Design for eibniz’s binary medallion, in Johann Bernard Wiedeburg’s Dissertatio mathematica de praestantia arithmeticae binaria prae decimali (1718). As well as the words Imago Creationis , the Latin reads ‘From nothing comes one and everything, but the one is necessary’.
Second, Leibniz marvelled at how the binary system chimed with his religious views. He believed that the cosmos was composed of being, or substance, and non-being, or nothingness. The duality was perfectly symbolized by the numbers 1 and 0. In the same way that God creates all beings from the void, all numbers can be written in terms of 1s and 0s. Leibniz’s conviction that binary exemplified a fundamental metaphysical truth was – to his great delight – strengthened when later in life he was shown the I Ching, the ancient Chinese mystical text. The I Ching is a book of divination. It contains 64 different symbols, each of which comes with an accompanying commentary. The reader randomly selects a symbol (traditionally by casting yarrow sticks) and interprets the related text – a little like one might read an astrological chart. Each symbol in the I Ching is a hexagram, which means it is composed of six horizontal lines. The lines are either broken or unbroken, corresponding to a yin or a yang. The 64 hexagrams in the I Ching are the full set of combinations of yins and yangs when taken in groups of six at a time.

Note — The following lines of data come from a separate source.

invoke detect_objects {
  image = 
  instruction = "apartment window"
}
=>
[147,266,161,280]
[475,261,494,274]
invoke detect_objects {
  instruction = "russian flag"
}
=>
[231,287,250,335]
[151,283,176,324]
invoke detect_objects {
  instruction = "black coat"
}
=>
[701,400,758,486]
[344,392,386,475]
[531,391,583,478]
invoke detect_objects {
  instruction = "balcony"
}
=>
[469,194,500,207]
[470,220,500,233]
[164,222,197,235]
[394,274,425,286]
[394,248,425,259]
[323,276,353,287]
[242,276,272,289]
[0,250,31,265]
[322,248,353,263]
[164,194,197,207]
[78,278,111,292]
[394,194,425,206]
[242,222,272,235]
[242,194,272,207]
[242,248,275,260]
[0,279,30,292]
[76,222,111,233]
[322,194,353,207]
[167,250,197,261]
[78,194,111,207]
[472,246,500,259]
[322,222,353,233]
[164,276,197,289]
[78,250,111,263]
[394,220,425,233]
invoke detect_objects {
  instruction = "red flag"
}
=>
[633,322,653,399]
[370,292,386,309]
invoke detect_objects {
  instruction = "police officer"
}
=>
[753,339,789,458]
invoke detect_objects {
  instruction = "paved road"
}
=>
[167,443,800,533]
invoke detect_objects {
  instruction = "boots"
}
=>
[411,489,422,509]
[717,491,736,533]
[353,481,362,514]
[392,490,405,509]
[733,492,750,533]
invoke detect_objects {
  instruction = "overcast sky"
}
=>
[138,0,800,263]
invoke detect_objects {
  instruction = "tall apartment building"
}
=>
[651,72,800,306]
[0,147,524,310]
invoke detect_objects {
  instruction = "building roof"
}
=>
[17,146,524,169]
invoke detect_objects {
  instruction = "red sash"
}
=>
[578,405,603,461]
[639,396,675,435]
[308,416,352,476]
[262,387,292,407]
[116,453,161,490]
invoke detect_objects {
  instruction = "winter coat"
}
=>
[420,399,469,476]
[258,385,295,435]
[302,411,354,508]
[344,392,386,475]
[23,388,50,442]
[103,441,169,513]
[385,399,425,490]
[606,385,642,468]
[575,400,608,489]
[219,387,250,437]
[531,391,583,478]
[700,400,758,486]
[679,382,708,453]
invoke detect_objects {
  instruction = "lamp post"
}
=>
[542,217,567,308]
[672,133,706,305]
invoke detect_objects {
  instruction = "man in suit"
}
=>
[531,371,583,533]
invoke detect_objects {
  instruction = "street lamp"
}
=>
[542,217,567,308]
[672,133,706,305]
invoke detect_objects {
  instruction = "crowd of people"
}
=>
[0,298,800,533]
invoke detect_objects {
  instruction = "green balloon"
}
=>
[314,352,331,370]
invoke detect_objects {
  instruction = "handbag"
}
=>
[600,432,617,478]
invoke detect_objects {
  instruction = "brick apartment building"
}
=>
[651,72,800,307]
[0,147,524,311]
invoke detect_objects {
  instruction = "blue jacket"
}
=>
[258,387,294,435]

A particularly elegant way of ordering the hexagrams is shown opposite. If each yang is written 0 and each yin is 1, then the sequence matches precisely the binary digits from 0 to 63.
This way of ordering is known as the Fu Hsi sequence. (Strictly speaking, it is the inverse of Fu Hsi, but they are mathematically equivalent.) When Leibniz was made aware of the binary nature of Fu Hsi, it gave him ‘a high opinion of [the I Ching’s] profundity’. Since he thought that the binary system mirrored Creation, his discovery that it also underlay Taoist wisdom meant that Eastern mysticism could now be accommodated within his own Western beliefs. ‘The substance of the ancient theology of the Chinese is intact and, purged of additional errors, can be harnessed to the great truths of the Christian religion,’ he wrote.
Part of the Fu Hsi sequence of the I Ching and its binary equivalent.
Leibniz’s panegyrics on base two were a rather eccentric preoccupation of the pre-eminent polymath of his day. Yet in ascribing a fundamental importance to the system, he was more prescient than even he could ever have imagined.